Deputado que confessou participação em esquema de rachadinha tenta assumir papel de fiscal da moralidade em viagem aos Estados Unidos e gera questionamentos sobre coerência política

Em mais um capítulo da polarização política brasileira que ultrapassa fronteiras, o deputado federal André Janones (Rede-MG) afirmou que autoridades dos Estados Unidos teriam ficado “em choque” após receberem denúncias apresentadas por ele contra o senador Flávio Bolsonaro (PL-RJ). A declaração foi feita durante uma viagem a Washington, onde parlamentares alinhados ao governo Lula buscaram apoio internacional para investigar supostas movimentações financeiras ligadas ao entorno da família Bolsonaro.

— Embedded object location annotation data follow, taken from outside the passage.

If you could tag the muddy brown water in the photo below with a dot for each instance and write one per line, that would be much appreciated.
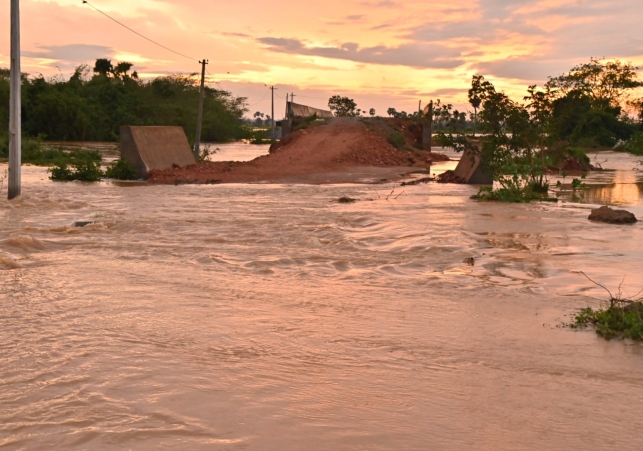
(269, 317)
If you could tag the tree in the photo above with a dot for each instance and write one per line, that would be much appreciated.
(637, 107)
(474, 99)
(604, 82)
(343, 106)
(506, 149)
(121, 70)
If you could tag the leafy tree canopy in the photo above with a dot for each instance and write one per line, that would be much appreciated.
(343, 106)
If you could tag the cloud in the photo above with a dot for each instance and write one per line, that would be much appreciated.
(530, 70)
(411, 55)
(72, 53)
(381, 4)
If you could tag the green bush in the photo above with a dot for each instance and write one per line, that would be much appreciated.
(633, 145)
(121, 170)
(83, 171)
(613, 322)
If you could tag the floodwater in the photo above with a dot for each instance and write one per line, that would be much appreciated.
(269, 317)
(236, 151)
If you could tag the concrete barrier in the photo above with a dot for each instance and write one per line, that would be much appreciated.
(470, 169)
(148, 148)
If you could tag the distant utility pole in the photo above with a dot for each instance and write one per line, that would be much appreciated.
(197, 141)
(272, 116)
(15, 126)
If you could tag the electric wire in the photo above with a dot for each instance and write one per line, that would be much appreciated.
(137, 33)
(262, 99)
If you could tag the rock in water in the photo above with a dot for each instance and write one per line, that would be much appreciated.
(611, 216)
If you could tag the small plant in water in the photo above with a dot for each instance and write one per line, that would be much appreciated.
(3, 177)
(121, 170)
(84, 171)
(618, 318)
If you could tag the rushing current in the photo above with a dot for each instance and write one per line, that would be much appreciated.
(271, 317)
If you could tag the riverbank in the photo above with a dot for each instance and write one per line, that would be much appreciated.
(338, 149)
(270, 317)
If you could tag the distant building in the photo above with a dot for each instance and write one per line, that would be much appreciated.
(295, 112)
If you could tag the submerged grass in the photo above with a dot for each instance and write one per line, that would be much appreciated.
(33, 152)
(619, 318)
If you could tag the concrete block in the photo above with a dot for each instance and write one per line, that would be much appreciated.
(160, 147)
(427, 134)
(286, 127)
(470, 169)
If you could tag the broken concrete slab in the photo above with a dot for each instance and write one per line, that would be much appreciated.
(83, 223)
(157, 147)
(470, 169)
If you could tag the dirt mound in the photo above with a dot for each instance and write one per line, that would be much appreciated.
(328, 146)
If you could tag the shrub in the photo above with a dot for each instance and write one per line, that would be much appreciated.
(84, 171)
(619, 318)
(633, 145)
(121, 170)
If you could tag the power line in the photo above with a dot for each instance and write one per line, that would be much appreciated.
(137, 33)
(262, 99)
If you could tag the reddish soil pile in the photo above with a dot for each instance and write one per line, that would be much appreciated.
(331, 146)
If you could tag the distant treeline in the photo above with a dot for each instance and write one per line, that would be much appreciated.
(93, 104)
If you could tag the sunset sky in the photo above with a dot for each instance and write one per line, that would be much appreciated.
(382, 53)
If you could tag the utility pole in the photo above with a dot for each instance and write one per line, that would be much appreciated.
(15, 126)
(197, 141)
(272, 116)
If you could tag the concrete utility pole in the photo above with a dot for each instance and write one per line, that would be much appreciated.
(272, 116)
(15, 126)
(197, 141)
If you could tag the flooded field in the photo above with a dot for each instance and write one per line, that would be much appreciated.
(270, 317)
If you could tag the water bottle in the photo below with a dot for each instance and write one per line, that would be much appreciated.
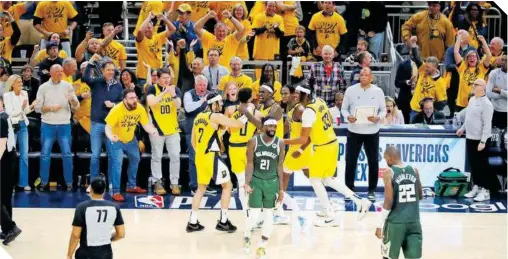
(455, 122)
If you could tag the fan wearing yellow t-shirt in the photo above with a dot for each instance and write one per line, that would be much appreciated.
(149, 45)
(54, 16)
(7, 43)
(226, 44)
(121, 124)
(430, 85)
(240, 79)
(112, 48)
(326, 27)
(268, 28)
(83, 92)
(470, 68)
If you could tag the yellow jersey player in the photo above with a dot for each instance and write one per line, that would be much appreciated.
(317, 125)
(207, 144)
(239, 138)
(297, 156)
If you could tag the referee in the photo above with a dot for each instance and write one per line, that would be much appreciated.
(93, 223)
(367, 134)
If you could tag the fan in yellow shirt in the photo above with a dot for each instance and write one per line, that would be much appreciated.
(470, 68)
(15, 10)
(430, 84)
(241, 15)
(83, 92)
(7, 43)
(328, 26)
(268, 28)
(112, 48)
(267, 77)
(226, 44)
(54, 16)
(149, 46)
(240, 79)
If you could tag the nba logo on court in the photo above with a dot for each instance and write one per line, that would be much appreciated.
(149, 202)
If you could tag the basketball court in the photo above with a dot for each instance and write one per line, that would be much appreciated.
(451, 229)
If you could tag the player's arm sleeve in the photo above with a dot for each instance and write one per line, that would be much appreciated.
(119, 218)
(308, 118)
(79, 219)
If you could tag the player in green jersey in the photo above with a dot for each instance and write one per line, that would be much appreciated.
(263, 181)
(399, 225)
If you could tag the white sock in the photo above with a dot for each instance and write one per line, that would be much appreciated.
(223, 215)
(341, 188)
(320, 191)
(194, 217)
(252, 219)
(241, 191)
(268, 224)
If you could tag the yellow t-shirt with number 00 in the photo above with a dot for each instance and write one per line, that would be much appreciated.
(123, 122)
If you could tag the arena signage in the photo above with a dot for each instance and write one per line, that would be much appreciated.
(430, 155)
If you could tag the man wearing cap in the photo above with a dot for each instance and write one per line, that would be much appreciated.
(226, 44)
(105, 93)
(93, 222)
(185, 27)
(47, 63)
(434, 31)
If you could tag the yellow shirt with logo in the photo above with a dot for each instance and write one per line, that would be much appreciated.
(428, 87)
(241, 135)
(150, 52)
(280, 123)
(123, 122)
(155, 7)
(328, 28)
(242, 81)
(115, 51)
(164, 114)
(227, 47)
(267, 44)
(467, 77)
(276, 95)
(220, 6)
(290, 20)
(6, 48)
(243, 49)
(43, 54)
(86, 104)
(55, 15)
(322, 130)
(16, 11)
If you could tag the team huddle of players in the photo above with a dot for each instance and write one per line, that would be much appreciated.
(262, 167)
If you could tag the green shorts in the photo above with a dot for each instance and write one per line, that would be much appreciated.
(264, 193)
(407, 236)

Segundo Janones, integrantes do governo e do Congresso norte-americano teriam demonstrado surpresa ao tomar conhecimento das acusações envolvendo Flávio Bolsonaro e o banqueiro Daniel Vorcaro, controlador do Banco Master, atualmente alvo de investigações da Polícia Federal.

Em vídeo divulgado nas redes sociais, o deputado afirmou que a missão foi “extremamente positiva” e chegou a declarar que “o cerco está se fechando” contra o senador fluminense. Janones também alegou ter apresentado informações sobre uma suposta utilização do sistema financeiro americano para operações de lavagem de dinheiro, além de citar suspeitas envolvendo milícias e o caso Marielle Franco.

Entretanto, as declarações do parlamentar rapidamente provocaram reações nas redes sociais e entre adversários políticos. O motivo é que Janones carrega sua própria controvérsia: o deputado já admitiu perante a Justiça participação em um esquema de rachadinha envolvendo seu gabinete parlamentar, episódio que lhe rendeu forte desgaste político e questionamentos sobre sua autoridade moral para liderar acusações contra outros políticos.

A ironia da situação não passou despercebida. Para críticos, o mesmo parlamentar que precisou responder por práticas que dizia combater agora tenta assumir o papel de principal acusador de adversários políticos em solo internacional. A contradição alimentou debates sobre seletividade moral na política brasileira, onde acusações frequentemente mudam de peso conforme o lado ideológico envolvido.

Além de Janones, participaram da viagem aos Estados Unidos os deputados Jandira Feghali (PCdoB-RJ), Pedro Campos (PSB-PE) e Pedro Uczai (PT-SC). O grupo buscou interlocução com autoridades americanas para solicitar cooperação em investigações relacionadas ao filme “Dark Horse”, produção inspirada na trajetória do ex-presidente Jair Bolsonaro.

Até o momento, porém, não houve confirmação oficial por parte de órgãos americanos sobre a abertura de investigações decorrentes das denúncias apresentadas pela comitiva brasileira.

O episódio evidencia mais uma vez o clima de disputa antecipada que marca o cenário eleitoral de 2026. Enquanto diferentes grupos políticos tentam desgastar seus adversários antes da campanha oficial, cresce também a cobrança da sociedade por coerência entre discurso e prática.

Para muitos observadores, a principal pergunta continua sendo a mesma: quando políticos investigados ou envolvidos em escândalos passam a se apresentar como símbolos do combate à corrupção, o debate deixa de ser apenas sobre denúncias e passa a ser também sobre credibilidade.